Of the four major film versions of the novel, Hitchcock’s film has been by far the most acclaimed. In 1999, the British Film Institute polled 1000 film and television industry people and the film version by Alfred Hitchcock came in number four in the top 100 films in the history of British filmmaking.
Having never heard of Patrick Barlow, this show offered me an opportunity to discover what expertise he had that allowed Barlow to take one great work and to convert it into another successful work of British theater. Patrick Barlow is the founder, Artistic Director and Chief Executive of the two-man “National Theatre of Brent”, which has performed on stage, on television and on radio. His specialty is to take very complex works and convert them into two or four man productions, often with comedy twists on original works. Such is the case with this iteration of The 39 Steps, where it transitioned into a brilliantly written comedy melodrama in which four actors take on the roles of many quick change characters. Most of us have seen this attempted before, but I can honestly say that in this production, the process has been transformed into a work of pure art!
The hero in this production, Richard Hannay, is played by Ben Johnson. An actress played by Jennifer Erdmann, plays the part of all of the women with whom Hannay has romantic entanglements. Two other fine actors (Mark Farrell and Cassidy Brown) play every other character in the show: heroes, villains, men, and women, over 100 roles altogether. This often requires lightning fast quick-changes and occasionally requires these actors to play multiple characters all at once. Thus the film’s serious spy story is played on stage entirely for laughs, with a script is full of allusions to (and puns on the titles of) other Alfred Hitchcock films, including Rear Window, Psycho, Vertigo and even North by Northwest.
This show continues Wednesdays at 7:30 p.m., Thursdays, Fridays and Saturdays at 8 p.m., with matinees on Sundays at 2:30 p.m., now through Saturday, April 17th in the Margaret Lesher Theater in the Dean Lesher Regional Center for the Arts, at 1601 Civic Drive in Walnut Creek. Tickets range in price between $38 and $47 each.
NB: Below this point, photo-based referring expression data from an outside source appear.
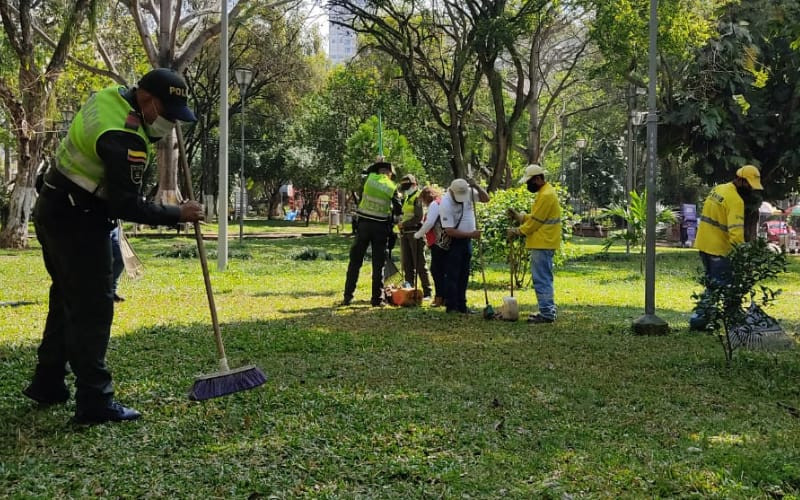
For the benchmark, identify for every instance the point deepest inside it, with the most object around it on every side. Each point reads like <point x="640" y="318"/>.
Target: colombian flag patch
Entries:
<point x="137" y="156"/>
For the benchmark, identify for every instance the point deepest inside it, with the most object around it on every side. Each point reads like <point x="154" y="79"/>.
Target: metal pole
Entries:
<point x="580" y="184"/>
<point x="629" y="172"/>
<point x="561" y="174"/>
<point x="222" y="202"/>
<point x="652" y="141"/>
<point x="649" y="323"/>
<point x="241" y="171"/>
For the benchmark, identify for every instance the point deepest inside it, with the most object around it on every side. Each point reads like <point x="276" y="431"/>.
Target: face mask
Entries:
<point x="159" y="128"/>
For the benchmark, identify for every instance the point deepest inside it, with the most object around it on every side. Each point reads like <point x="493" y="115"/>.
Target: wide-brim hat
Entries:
<point x="378" y="165"/>
<point x="460" y="190"/>
<point x="531" y="170"/>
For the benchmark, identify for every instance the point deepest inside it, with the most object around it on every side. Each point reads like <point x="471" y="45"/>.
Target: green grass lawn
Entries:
<point x="405" y="403"/>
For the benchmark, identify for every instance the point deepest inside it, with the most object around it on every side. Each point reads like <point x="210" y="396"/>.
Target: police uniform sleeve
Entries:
<point x="125" y="158"/>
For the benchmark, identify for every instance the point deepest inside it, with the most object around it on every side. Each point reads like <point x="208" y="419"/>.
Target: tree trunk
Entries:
<point x="168" y="192"/>
<point x="23" y="196"/>
<point x="7" y="164"/>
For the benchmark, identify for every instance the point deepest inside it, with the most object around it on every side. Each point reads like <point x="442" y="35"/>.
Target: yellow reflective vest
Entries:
<point x="542" y="227"/>
<point x="77" y="154"/>
<point x="376" y="199"/>
<point x="722" y="221"/>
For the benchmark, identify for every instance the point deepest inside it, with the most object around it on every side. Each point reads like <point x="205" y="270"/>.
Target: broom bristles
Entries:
<point x="214" y="385"/>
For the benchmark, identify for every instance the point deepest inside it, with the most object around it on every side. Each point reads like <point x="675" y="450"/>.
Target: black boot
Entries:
<point x="113" y="412"/>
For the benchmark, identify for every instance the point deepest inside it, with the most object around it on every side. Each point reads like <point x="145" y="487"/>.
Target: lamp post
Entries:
<point x="580" y="144"/>
<point x="68" y="115"/>
<point x="649" y="323"/>
<point x="564" y="121"/>
<point x="243" y="78"/>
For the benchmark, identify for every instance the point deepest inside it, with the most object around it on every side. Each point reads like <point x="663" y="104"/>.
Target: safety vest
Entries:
<point x="77" y="156"/>
<point x="721" y="222"/>
<point x="542" y="227"/>
<point x="408" y="205"/>
<point x="376" y="200"/>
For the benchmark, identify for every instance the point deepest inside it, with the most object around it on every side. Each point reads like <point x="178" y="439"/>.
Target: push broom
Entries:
<point x="226" y="380"/>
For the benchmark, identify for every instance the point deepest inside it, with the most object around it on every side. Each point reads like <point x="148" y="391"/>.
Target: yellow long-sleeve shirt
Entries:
<point x="722" y="221"/>
<point x="542" y="227"/>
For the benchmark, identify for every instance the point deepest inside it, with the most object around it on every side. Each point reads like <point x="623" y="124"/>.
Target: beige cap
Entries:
<point x="530" y="171"/>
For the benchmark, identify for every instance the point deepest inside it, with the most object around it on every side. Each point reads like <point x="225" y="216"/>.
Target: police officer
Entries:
<point x="721" y="227"/>
<point x="412" y="250"/>
<point x="374" y="230"/>
<point x="97" y="179"/>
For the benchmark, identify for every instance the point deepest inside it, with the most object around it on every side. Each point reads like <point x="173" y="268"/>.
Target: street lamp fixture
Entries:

Call 943-SHOW (7469) or visit the Barnes and Noble Bookstore at 1149 South Main Street or check out their website at www.lesherARTScenter.org for more information or tickets purchases.
Director Mark Anderson Phillips has incorporated every possible twist of an over imaginative actor’s mind to facilitate new ways make the impossible – – seem possible!! From sinister men standing beneath a street lamp post when there isn’t any, to men riding on the outside of a train at high speed through a tunnel, when there isn’t any, but yet making you believe those props are really there! This is truly a “WOW” production in every respect, one you certainly have to see believe, and believe it you certainly will, if this review persuades you to go see a terrific show!